Files
Abstract
The organizing ideal of educational equity in U.S. public schools, premised on ensuring that all students have equal opportunities to attain the highest levels of achievement, has most recently manifested as efforts by policymakers and practitioners to promote “college and career readiness.” These efforts reflect the goal of maintaining students’ access to bachelor’s and advanced degrees, while simultaneously ensuring that those who do not achieve these degrees have access to other forms of quality career training (e.g. community college, apprenticeships, on-the-job training). Career and technical education (CTE), a model of vocational education that integrates high-quality academic learning, has become central to these efforts due to its emphasis on sub-baccalaureate career pathways.
The popularity and decentralized spread of CTE nationally has led to variation in how educators understand its goals, with unknown implications for program design and student outcomes. Some scholars of education and sociology have expressed concern that CTE’s success at preparing students for sub-baccalaureate careers may come at the expense of rigorous preparation for four-year college, inadvertently reproducing tracking between academic and CTE coursework. Drawing on sensemaking and vocational development frameworks, this dissertation reveals how ideals of equity are manifest by educational stakeholders as they make sense of and implement CTE, and it analyzes implications for students.
Findings are derived from a case study in a manufacturing region of Pennsylvania that I call “Oaksburg.” I conducted semi-structured interviews with 52 school leaders and other education stakeholders across the community, and I spent 114 hours observing stakeholder meetings and student college and career readiness events. I also administered a survey on aspirations and vocational development to 1,200 students at “Oaksburg High School,” analyzing the differences between CTE concentrators in manufacturing and construction (“trades concentrators”), students who spent a great deal of time preparing for four-year college (“college concentrators”), and students with little engagement in postsecondary preparation (“non-concentrators”).
Educational stakeholders purposefully framed CTE as separate from academic learning, contradicting CTE policy goals and challenging notions of equity based on expanding bachelor’s degree attainment. They aimed to portray vocational learning as equal in status to traditional academic coursework, worthy of pursuit in its own right. I argue that this understanding of CTE’s goals reflects school leaders’ shifting ideals of educational equity in response to changes in the local opportunity structure. However, in well-intentioned efforts to elevate CTE’s status, education stakeholders often painted an unrealistically optimistic picture of how much students could expect to earn with sub-baccalaureate degrees relative to bachelor’s degrees.

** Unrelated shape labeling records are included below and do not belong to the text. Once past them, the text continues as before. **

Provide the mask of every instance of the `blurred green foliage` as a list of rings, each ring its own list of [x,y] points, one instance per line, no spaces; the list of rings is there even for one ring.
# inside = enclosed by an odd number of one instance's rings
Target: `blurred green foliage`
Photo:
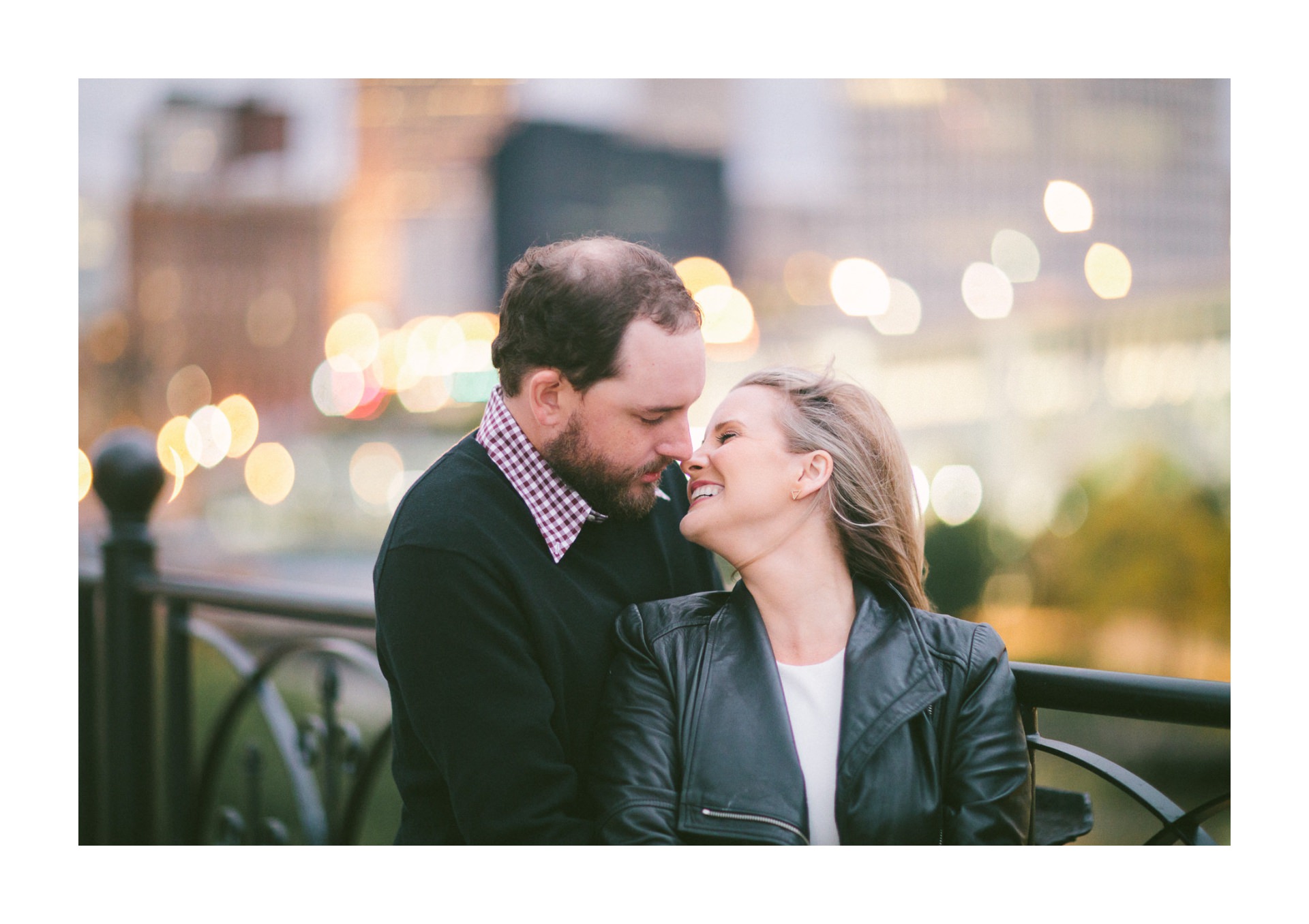
[[[1069,496],[1080,493],[1086,499],[1080,526],[1058,535],[1056,516],[1055,530],[1029,550],[1035,603],[1093,620],[1147,611],[1227,637],[1229,488],[1199,484],[1175,461],[1147,452],[1088,474]]]
[[[1135,450],[1064,493],[1050,529],[1024,542],[978,514],[927,527],[925,588],[941,613],[969,616],[997,569],[1031,578],[1031,603],[1089,624],[1148,614],[1227,639],[1230,627],[1230,489],[1206,486],[1160,453]]]

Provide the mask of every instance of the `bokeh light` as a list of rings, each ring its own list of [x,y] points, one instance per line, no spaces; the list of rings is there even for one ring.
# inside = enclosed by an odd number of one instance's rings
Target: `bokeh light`
[[[296,302],[285,289],[267,289],[246,309],[246,336],[255,347],[280,347],[295,330]]]
[[[445,385],[445,376],[423,376],[407,389],[401,389],[395,397],[406,411],[414,414],[440,411],[450,403],[450,390]]]
[[[377,359],[380,339],[377,323],[363,311],[355,311],[336,318],[327,329],[323,352],[334,369],[361,370]]]
[[[391,393],[384,389],[381,382],[377,381],[372,366],[364,369],[363,377],[364,394],[360,395],[359,403],[355,407],[344,412],[344,416],[350,420],[373,420],[386,408],[386,404],[391,399]]]
[[[1101,298],[1122,298],[1132,288],[1132,264],[1118,247],[1093,243],[1086,251],[1086,283]]]
[[[491,365],[491,342],[500,332],[500,318],[487,311],[463,311],[454,315],[454,322],[463,332],[463,347],[454,372],[488,372]]]
[[[958,526],[982,506],[982,479],[966,465],[948,465],[932,478],[932,509],[941,522]]]
[[[391,482],[404,461],[389,442],[365,442],[350,459],[350,487],[365,505],[386,508]]]
[[[232,424],[213,404],[206,404],[186,424],[186,449],[204,469],[212,469],[232,449]]]
[[[404,347],[404,365],[415,376],[448,376],[462,356],[463,327],[441,314],[415,325]]]
[[[867,318],[890,308],[891,287],[886,272],[861,257],[851,257],[831,268],[831,297],[846,314]]]
[[[77,501],[86,496],[90,491],[90,459],[86,458],[86,453],[77,449]]]
[[[408,353],[408,331],[386,331],[377,343],[377,357],[373,360],[373,378],[390,391],[411,385],[418,374],[406,365]],[[403,385],[402,385],[403,382]]]
[[[228,458],[234,459],[245,455],[259,437],[259,415],[255,412],[254,404],[245,395],[230,395],[220,400],[217,407],[232,428]]]
[[[991,238],[991,262],[1011,283],[1030,283],[1041,272],[1041,251],[1022,232],[1005,228]]]
[[[741,343],[750,336],[754,308],[740,289],[709,285],[695,294],[695,302],[704,313],[704,343]]]
[[[890,301],[881,314],[869,315],[868,321],[885,336],[905,336],[918,330],[923,321],[923,302],[914,287],[902,279],[888,280]]]
[[[979,318],[994,321],[1013,310],[1013,283],[990,263],[973,263],[963,271],[963,304]]]
[[[272,506],[291,493],[296,483],[296,463],[280,442],[260,442],[246,458],[245,479],[250,493]]]
[[[188,423],[191,423],[190,418],[182,415],[173,418],[160,427],[160,435],[154,441],[154,452],[160,458],[160,465],[174,478],[178,476],[177,459],[182,461],[182,476],[190,475],[199,465],[191,455],[191,450],[186,448],[186,425]]]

Survey data reveal that, although trades concentrators had lower educational aspirations than their demographically similar peers, they had strong vocational identity and career maturity. At the same time, they overestimated how much they could expect to earn in sub-baccalaureate careers. Non-concentrators, who were disproportionately low-income and racial/ethnic minority students, had the lowest levels of vocational development. These findings point to the need for expanded efforts to communicate accurate information about careers and provide opportunities to explore them, which would enhance support for students to achieve the goals they set for themselves.